Kingston, Jamaica, 29 June 2026
Jamaica’s residential property market generated approximately $100 billion in transactions in 2025, according to Multiple Listing Service data released by the Realtors Association of Jamaica. The figures, compiled from reports submitted by approximately 2,000 registered realtors, place the market in an unusual position: resilient in volume and value despite the economic disruption caused by Hurricane Melissa in October and a contracting economy in the first quarter of 2026.
A Dual-Market Dynamic
The Realtors Association describes what the data reveals as a dual-market dynamic. High-volume urban markets, primarily Kingston and St Andrew, are driving transaction numbers. High-value, tourism-driven parishes, principally St Ann, are generating strong returns on fewer transactions. St Andrew recorded the highest overall sales volume in 2025. St Ann achieved the highest average residential selling price, reflecting sustained demand from diaspora buyers and investors along the north coast corridor. St Catherine, anchored by Portmore and the expanding Bernard Lodge and Old Harbour developments, continues to feature strongly as infrastructure investment makes more of the parish accessible.
Data as a Policy Tool
The MLS platform offers something Jamaica’s housing sector has historically lacked: systematic, real-time visibility into pricing trends, buyer demand, inventory levels and transaction patterns across parishes. That data has value well beyond the individual transaction. It can identify underserved markets, map affordability gaps and flag where infrastructure investment would most directly unlock housing supply. The Realtors Association has emphasised the role this information can play in guiding national housing strategies, particularly in parishes outside the dominant three where demand exists but supply remains thin.

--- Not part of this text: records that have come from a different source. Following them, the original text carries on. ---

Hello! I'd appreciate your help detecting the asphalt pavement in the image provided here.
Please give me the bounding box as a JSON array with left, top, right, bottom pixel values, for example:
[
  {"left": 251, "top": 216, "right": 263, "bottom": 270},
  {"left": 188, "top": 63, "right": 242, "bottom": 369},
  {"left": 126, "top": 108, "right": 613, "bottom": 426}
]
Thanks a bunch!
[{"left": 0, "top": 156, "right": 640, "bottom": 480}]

What Buoyancy in a Contracting Economy Means
The fact that Jamaica’s property market maintained strong transaction volumes through a period that included a Category 5 hurricane and a first-quarter economic contraction of 5.9 per cent is significant. It reflects the structural reality that housing demand in Jamaica is driven by necessity, by household formation, by diaspora capital and by long-term confidence in land as a store of value, rather than purely by short-term economic conditions. That structural demand does not make the market immune to pressure. But it does mean the property sector continues to function as one of the more stable pillars of economic activity even when other sectors weaken. The $100 billion figure is not simply a transaction total. It is a measure of how deeply embedded land and property ownership are in how Jamaicans think about their economic future.